Abstract
Over the last decade, mesenchymal stem cells (MSCs) have been considered a suitable source for cell-based therapy, especially in regenerative medicine. First, the efficacy and functions of MSCs in clinical applications have been attributed to their differentiation ability, called homing and differentiation. However, it has recently been confirmed that MSCs mostly exert their therapeutic effects through soluble paracrine bioactive factors and extracellular vesicles, especially secretome. These secreted components play critical roles in modulating immune responses, improving the survival, and increasing the regeneration of damaged tissues. The secretome content of MSCs is variable under different conditions. Oxidative stress (OS) is one of these conditions that is highly important in MSC therapy and regenerative medicine.

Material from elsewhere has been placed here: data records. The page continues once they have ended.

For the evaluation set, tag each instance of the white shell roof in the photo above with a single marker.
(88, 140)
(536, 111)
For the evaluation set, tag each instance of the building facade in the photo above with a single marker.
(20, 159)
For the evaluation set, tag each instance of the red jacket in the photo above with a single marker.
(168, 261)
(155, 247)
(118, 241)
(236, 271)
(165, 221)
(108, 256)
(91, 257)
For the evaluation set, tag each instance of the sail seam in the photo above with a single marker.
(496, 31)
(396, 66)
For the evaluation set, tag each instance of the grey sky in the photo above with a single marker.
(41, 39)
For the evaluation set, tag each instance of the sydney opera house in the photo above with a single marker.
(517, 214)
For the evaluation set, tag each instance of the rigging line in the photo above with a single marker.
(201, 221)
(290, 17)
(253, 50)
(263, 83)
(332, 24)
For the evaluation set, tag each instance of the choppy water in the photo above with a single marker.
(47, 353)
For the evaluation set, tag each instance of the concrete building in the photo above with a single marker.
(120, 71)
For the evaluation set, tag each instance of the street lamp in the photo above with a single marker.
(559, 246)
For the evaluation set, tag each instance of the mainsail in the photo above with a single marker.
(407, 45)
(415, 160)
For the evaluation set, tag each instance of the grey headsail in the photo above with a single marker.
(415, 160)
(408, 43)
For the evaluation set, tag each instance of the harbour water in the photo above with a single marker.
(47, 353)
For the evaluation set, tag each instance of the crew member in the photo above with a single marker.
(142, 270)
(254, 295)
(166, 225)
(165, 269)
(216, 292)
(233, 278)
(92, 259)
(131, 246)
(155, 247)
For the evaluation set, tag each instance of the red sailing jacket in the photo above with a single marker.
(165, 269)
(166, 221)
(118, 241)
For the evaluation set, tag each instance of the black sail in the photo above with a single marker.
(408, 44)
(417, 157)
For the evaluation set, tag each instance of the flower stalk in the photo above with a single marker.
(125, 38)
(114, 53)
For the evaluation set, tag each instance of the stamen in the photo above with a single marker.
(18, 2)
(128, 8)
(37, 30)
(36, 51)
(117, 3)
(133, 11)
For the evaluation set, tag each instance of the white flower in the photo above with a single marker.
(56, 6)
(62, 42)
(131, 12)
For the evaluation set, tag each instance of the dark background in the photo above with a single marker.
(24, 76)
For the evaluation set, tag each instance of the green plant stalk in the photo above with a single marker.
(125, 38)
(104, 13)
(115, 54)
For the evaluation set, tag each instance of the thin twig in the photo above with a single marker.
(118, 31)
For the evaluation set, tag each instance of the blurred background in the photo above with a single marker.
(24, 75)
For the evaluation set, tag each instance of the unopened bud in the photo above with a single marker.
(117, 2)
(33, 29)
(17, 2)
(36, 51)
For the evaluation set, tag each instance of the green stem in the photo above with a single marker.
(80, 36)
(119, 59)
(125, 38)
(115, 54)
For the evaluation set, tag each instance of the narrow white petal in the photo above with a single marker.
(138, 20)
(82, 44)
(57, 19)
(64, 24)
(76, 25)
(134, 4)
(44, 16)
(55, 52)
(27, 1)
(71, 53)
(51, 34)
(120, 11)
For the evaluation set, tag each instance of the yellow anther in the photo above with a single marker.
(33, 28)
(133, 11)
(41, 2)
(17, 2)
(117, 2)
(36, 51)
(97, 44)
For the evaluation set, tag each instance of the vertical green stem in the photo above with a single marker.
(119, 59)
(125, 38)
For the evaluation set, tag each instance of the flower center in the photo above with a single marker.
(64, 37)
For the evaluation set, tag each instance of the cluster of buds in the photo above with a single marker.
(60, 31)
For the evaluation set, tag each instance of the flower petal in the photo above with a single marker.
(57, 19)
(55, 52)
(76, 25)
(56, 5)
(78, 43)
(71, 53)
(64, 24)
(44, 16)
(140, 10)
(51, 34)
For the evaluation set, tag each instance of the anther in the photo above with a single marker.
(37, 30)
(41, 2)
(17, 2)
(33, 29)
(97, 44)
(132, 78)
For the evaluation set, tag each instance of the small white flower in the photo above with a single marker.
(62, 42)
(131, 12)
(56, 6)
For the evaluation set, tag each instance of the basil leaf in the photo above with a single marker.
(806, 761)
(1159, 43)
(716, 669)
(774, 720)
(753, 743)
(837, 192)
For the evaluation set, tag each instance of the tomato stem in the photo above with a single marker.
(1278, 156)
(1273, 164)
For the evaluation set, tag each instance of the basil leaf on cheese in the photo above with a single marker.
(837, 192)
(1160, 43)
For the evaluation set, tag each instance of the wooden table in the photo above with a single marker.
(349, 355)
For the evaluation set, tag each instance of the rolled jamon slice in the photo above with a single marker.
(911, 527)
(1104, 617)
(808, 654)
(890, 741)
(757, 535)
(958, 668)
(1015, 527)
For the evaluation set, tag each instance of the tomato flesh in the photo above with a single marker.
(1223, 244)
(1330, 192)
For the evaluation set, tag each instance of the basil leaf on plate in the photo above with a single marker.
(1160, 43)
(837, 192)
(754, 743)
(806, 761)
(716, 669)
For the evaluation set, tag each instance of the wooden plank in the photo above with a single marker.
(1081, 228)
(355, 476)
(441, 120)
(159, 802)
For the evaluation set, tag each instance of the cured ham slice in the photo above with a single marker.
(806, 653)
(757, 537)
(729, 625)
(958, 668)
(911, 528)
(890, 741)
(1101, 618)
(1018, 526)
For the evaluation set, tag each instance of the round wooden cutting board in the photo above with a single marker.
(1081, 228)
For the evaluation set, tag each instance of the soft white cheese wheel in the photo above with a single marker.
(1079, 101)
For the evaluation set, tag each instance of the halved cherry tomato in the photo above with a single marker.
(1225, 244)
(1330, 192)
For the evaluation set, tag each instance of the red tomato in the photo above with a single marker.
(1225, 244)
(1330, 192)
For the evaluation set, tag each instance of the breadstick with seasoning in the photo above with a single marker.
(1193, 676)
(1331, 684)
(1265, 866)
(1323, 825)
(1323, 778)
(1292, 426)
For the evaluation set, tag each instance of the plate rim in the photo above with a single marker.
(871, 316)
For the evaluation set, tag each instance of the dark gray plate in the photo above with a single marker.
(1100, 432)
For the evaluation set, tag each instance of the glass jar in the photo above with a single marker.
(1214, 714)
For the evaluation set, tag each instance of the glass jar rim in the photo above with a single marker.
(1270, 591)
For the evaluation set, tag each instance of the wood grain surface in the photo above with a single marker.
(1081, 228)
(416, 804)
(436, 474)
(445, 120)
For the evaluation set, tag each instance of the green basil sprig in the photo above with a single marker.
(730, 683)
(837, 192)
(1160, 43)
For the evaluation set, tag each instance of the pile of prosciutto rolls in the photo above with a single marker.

High levels of reactive oxygen species (ROS) are produced during isolation, cell culture, and transplantation lead to OS, which induces cell death and apoptosis and limits the efficacy of their regeneration capability. In turn, the preconditioning of MSCs in OS conditions contributes to the secretion of several proteins, cytokines, growth factors, and exosomes, which can improve the antioxidant potential of MSCs against OS. This potential of MSC secretome has turned it into a new promising cell-free tissue regeneration strategy.
This review provides a view of MSC secretome under OS conditions, focusing on different secretome contents of MSCs and thier possible therapeutic potential against cell therapy.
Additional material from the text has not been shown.